Functional connectivity network of each IEG. (A, B, C) Left, inter‐regional correlation matrices for c‐Fos‐ (A), Npas4‐ (B), and Arc‐ (C) positive cell densities. Dendrograms above the correlation matrices are calculated using dissimilarity index 1 − |r|, with colors indicating |r| > 0.7 (dissimilarity index < 0.3). Right, connectivity network graphs of c‐Fos (A), Npas4 (B), and Arc (C) generated by connecting each brain region (node) based on the strong correlations (Pearson's |r| > 0.7) (right), for HC, CFC, and RE groups.
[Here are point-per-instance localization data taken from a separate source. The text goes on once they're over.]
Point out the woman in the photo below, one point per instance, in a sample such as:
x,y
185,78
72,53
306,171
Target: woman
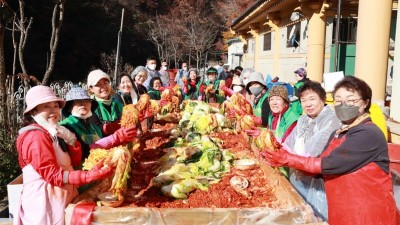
x,y
301,78
191,87
211,94
48,177
257,87
125,94
281,119
109,110
309,138
154,88
78,110
355,163
139,76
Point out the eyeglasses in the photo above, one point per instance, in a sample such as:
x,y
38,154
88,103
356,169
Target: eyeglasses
x,y
348,102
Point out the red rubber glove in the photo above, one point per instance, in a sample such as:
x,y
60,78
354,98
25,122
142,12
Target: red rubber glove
x,y
227,91
125,134
254,132
110,128
185,88
202,88
80,177
75,153
284,158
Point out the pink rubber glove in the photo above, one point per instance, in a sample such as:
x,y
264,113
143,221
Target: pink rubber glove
x,y
125,134
75,153
80,177
257,120
284,158
119,137
227,91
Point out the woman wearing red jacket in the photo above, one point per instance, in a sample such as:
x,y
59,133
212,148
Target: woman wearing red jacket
x,y
354,165
45,150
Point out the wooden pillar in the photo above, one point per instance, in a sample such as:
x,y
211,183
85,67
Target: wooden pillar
x,y
373,44
395,101
315,11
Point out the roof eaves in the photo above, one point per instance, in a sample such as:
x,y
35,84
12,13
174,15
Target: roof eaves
x,y
247,11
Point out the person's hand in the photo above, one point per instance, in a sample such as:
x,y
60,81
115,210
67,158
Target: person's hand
x,y
254,132
202,88
110,128
125,134
284,158
275,158
66,135
98,172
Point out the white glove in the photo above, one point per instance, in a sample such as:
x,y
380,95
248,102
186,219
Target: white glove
x,y
66,135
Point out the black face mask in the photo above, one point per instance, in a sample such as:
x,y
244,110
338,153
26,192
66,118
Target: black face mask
x,y
346,113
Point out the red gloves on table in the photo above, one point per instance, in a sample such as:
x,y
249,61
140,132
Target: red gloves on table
x,y
284,158
80,177
254,132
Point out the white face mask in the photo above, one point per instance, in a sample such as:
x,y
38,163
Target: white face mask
x,y
152,66
89,114
237,89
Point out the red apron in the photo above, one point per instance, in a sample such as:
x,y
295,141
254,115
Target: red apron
x,y
363,197
42,203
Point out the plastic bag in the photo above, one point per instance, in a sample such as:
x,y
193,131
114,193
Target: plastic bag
x,y
312,190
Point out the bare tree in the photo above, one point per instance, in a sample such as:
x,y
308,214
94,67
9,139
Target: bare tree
x,y
6,15
57,21
23,26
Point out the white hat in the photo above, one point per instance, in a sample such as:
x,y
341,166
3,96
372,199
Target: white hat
x,y
41,94
95,76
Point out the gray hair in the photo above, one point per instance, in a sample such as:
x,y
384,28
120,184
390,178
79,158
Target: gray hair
x,y
137,70
248,70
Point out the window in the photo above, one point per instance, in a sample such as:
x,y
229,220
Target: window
x,y
347,30
293,35
251,45
267,42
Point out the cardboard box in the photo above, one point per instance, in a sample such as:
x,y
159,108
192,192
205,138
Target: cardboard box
x,y
14,189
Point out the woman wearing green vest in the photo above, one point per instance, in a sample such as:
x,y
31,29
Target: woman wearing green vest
x,y
109,110
78,112
212,87
257,87
282,119
191,87
301,77
154,88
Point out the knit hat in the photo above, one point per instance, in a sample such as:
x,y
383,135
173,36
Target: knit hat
x,y
236,81
212,70
76,93
95,76
195,70
281,91
301,72
255,77
41,94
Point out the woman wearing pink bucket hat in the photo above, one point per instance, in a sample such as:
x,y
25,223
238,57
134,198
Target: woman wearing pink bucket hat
x,y
45,150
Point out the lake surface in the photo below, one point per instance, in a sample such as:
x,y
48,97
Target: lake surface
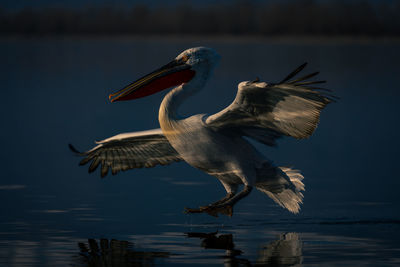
x,y
53,213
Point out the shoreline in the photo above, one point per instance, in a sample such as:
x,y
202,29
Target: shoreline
x,y
279,39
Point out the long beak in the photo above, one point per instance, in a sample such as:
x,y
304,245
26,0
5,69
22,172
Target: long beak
x,y
172,74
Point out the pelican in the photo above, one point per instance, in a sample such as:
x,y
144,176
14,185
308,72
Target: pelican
x,y
216,144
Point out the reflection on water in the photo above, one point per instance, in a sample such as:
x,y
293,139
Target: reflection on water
x,y
113,252
286,251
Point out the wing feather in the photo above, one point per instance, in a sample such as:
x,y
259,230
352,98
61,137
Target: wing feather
x,y
266,112
128,151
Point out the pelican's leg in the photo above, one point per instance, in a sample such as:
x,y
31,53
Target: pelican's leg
x,y
231,190
227,206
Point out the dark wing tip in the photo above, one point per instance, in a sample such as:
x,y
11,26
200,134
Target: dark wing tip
x,y
294,73
73,149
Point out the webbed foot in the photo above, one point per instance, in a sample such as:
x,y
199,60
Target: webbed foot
x,y
213,210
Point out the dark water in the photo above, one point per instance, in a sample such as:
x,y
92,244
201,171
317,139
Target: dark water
x,y
53,213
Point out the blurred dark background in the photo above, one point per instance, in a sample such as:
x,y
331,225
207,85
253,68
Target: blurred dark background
x,y
242,17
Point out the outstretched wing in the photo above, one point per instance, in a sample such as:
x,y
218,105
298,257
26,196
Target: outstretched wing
x,y
265,111
128,151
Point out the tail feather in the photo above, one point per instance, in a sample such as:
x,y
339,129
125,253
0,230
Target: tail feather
x,y
287,195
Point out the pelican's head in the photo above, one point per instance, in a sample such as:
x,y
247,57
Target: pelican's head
x,y
192,63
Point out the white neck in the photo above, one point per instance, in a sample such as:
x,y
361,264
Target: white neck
x,y
168,113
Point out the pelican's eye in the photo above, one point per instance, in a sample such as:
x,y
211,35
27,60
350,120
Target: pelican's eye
x,y
185,58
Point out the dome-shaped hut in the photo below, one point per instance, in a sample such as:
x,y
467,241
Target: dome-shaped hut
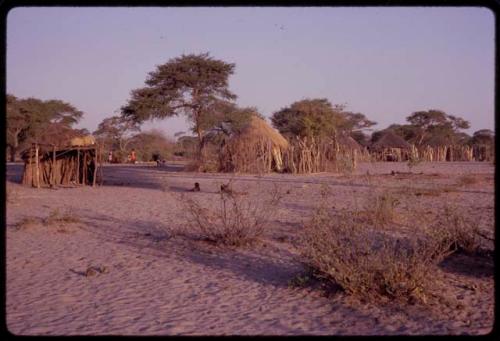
x,y
258,148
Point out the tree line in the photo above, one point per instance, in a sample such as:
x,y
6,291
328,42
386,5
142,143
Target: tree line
x,y
196,86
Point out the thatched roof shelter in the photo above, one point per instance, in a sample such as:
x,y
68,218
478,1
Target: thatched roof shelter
x,y
74,163
347,141
257,148
390,140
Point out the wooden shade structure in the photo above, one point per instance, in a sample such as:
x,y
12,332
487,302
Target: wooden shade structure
x,y
46,165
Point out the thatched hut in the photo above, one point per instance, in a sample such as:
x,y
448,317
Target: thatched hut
x,y
390,147
258,148
49,165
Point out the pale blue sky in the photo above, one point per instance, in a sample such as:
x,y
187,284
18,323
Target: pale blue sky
x,y
384,62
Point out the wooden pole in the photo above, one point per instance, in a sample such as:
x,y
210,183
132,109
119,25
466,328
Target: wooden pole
x,y
84,169
53,169
95,167
31,167
100,167
77,166
37,167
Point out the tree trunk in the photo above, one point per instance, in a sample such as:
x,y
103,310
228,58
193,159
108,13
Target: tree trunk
x,y
13,152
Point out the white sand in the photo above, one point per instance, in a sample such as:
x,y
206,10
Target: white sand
x,y
161,282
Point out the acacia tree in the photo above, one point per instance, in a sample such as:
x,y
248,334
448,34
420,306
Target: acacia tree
x,y
152,145
436,123
117,132
308,117
355,124
187,85
32,119
483,137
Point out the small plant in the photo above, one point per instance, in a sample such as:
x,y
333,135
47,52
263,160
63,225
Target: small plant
x,y
380,207
464,233
236,221
413,161
300,280
467,180
11,194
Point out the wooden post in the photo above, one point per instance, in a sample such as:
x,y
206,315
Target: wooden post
x,y
78,166
31,167
53,169
37,167
95,167
100,167
84,169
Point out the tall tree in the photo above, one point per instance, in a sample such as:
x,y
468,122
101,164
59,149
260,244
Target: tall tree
x,y
483,137
187,85
117,132
152,145
32,119
354,122
436,124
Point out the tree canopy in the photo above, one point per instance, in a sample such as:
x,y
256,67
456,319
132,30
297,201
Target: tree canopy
x,y
436,125
32,119
188,85
308,117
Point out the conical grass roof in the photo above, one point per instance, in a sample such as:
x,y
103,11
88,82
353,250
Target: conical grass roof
x,y
258,130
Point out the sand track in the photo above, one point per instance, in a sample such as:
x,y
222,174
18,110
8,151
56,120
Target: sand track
x,y
161,282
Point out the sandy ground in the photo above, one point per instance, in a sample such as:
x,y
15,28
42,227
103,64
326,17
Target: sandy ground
x,y
160,281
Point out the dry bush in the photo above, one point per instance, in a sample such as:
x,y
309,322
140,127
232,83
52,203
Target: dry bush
x,y
11,194
346,248
56,217
467,180
460,231
380,207
235,221
367,262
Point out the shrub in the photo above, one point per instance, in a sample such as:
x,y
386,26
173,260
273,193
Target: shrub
x,y
467,180
235,221
463,234
380,207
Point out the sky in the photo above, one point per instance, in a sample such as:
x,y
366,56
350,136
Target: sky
x,y
385,62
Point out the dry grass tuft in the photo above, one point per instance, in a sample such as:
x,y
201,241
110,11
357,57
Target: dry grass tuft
x,y
380,208
467,180
11,194
235,221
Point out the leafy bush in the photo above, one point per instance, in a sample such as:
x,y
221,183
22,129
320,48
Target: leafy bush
x,y
235,221
351,250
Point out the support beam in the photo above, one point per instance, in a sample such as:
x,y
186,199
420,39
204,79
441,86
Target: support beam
x,y
95,167
37,167
53,168
77,166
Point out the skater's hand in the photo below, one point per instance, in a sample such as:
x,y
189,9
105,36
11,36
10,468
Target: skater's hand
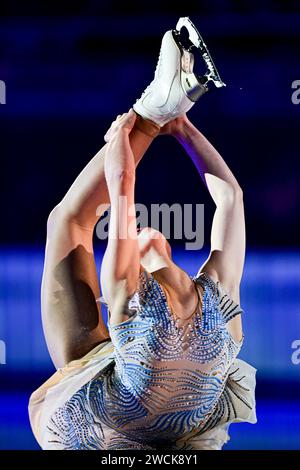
x,y
123,124
174,127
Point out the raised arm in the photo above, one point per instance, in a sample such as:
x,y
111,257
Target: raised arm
x,y
226,260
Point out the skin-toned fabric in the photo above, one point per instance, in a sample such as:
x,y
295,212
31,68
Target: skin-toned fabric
x,y
161,385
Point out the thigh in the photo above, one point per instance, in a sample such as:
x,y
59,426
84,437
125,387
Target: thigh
x,y
71,316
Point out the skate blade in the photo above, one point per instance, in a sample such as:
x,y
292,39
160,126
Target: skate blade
x,y
195,40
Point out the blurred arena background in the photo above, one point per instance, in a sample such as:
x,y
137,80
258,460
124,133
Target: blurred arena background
x,y
68,73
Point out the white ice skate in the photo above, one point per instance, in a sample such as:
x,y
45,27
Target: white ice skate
x,y
175,87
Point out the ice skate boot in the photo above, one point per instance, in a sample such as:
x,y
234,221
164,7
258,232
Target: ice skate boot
x,y
175,87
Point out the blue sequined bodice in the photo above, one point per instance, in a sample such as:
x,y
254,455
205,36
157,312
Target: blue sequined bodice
x,y
167,377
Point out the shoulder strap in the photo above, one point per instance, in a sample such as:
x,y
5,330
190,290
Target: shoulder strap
x,y
228,307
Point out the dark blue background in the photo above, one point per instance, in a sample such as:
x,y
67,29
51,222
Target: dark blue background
x,y
68,73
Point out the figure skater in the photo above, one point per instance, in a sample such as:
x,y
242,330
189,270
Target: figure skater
x,y
163,373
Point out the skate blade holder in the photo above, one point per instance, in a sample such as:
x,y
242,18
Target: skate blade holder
x,y
195,40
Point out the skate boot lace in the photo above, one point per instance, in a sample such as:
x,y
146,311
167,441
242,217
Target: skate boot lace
x,y
157,74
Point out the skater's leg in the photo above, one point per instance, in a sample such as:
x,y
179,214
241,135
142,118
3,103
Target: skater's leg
x,y
72,318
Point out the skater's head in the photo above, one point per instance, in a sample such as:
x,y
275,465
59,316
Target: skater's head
x,y
155,250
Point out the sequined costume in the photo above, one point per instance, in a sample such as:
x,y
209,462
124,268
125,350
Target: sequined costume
x,y
156,384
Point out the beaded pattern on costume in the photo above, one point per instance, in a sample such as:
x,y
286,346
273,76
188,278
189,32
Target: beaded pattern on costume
x,y
167,379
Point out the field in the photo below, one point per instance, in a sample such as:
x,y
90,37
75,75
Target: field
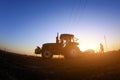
x,y
87,67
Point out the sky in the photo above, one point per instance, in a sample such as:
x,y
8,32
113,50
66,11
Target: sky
x,y
25,24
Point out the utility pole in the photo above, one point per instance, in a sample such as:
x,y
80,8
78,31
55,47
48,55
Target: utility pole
x,y
105,42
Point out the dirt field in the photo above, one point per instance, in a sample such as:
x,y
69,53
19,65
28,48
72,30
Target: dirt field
x,y
87,67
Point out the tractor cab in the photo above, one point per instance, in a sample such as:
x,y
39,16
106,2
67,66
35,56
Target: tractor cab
x,y
66,39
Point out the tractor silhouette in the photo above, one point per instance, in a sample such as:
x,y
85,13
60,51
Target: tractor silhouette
x,y
65,45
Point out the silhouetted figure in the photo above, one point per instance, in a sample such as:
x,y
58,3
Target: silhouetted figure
x,y
101,48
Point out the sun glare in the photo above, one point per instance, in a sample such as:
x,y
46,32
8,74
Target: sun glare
x,y
84,47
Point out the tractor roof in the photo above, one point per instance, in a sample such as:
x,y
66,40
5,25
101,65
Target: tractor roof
x,y
66,36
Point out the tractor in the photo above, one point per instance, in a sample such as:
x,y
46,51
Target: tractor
x,y
65,45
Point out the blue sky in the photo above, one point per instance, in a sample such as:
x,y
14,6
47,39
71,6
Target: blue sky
x,y
24,24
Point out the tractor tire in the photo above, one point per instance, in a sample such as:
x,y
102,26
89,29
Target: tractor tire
x,y
47,54
72,52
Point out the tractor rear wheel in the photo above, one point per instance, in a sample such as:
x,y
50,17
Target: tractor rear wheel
x,y
47,54
72,52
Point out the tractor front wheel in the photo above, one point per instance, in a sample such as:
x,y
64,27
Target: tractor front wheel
x,y
71,52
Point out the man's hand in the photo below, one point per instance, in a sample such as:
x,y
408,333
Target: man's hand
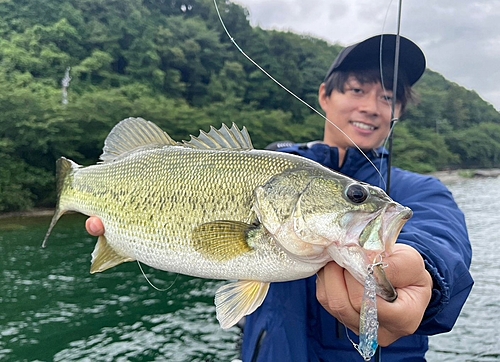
x,y
341,295
94,226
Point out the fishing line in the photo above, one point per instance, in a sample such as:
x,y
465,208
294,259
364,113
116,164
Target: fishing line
x,y
289,91
389,140
150,283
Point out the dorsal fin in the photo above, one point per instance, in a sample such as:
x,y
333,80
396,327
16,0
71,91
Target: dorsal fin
x,y
223,138
131,134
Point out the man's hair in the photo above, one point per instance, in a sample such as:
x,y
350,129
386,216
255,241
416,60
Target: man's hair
x,y
404,93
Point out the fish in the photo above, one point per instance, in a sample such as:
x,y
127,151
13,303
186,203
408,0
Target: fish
x,y
215,207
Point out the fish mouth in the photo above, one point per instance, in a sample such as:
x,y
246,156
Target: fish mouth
x,y
374,242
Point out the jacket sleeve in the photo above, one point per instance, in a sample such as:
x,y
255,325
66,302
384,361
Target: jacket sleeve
x,y
438,231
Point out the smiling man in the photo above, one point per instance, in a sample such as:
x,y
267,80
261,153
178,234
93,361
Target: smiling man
x,y
304,320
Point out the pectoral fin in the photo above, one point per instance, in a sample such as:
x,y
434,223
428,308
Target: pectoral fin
x,y
222,240
104,257
235,300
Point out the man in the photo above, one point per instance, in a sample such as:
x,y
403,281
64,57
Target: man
x,y
304,320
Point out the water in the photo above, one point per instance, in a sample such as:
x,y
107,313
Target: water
x,y
476,335
52,309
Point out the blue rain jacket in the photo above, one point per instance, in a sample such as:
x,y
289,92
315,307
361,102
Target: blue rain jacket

The size of node circles in the network graphs corresponds to the number of connections (edges) the node has. (D, E) Quantification of network complexity. (D) Average number of edges per node across the 10 brain regions. (E) Average number of edges per effective node, the brain region which has at least one connection to another node, across brain regions. (F, G) Quantification of network dissimilarity. (F) Matrix of graph edit distance (GED) across the graphs of different IEG groups. Bar plot indicates average GED within HC, CFC, and RE groups. (G) Matrix of Sum of Differences in Edge‐Weight Values (SDEWV) across the graphs of different IEG groups. Bar plot indicates average SDEWV within HC, CFC, and RE groups (n = 7 graphs for each).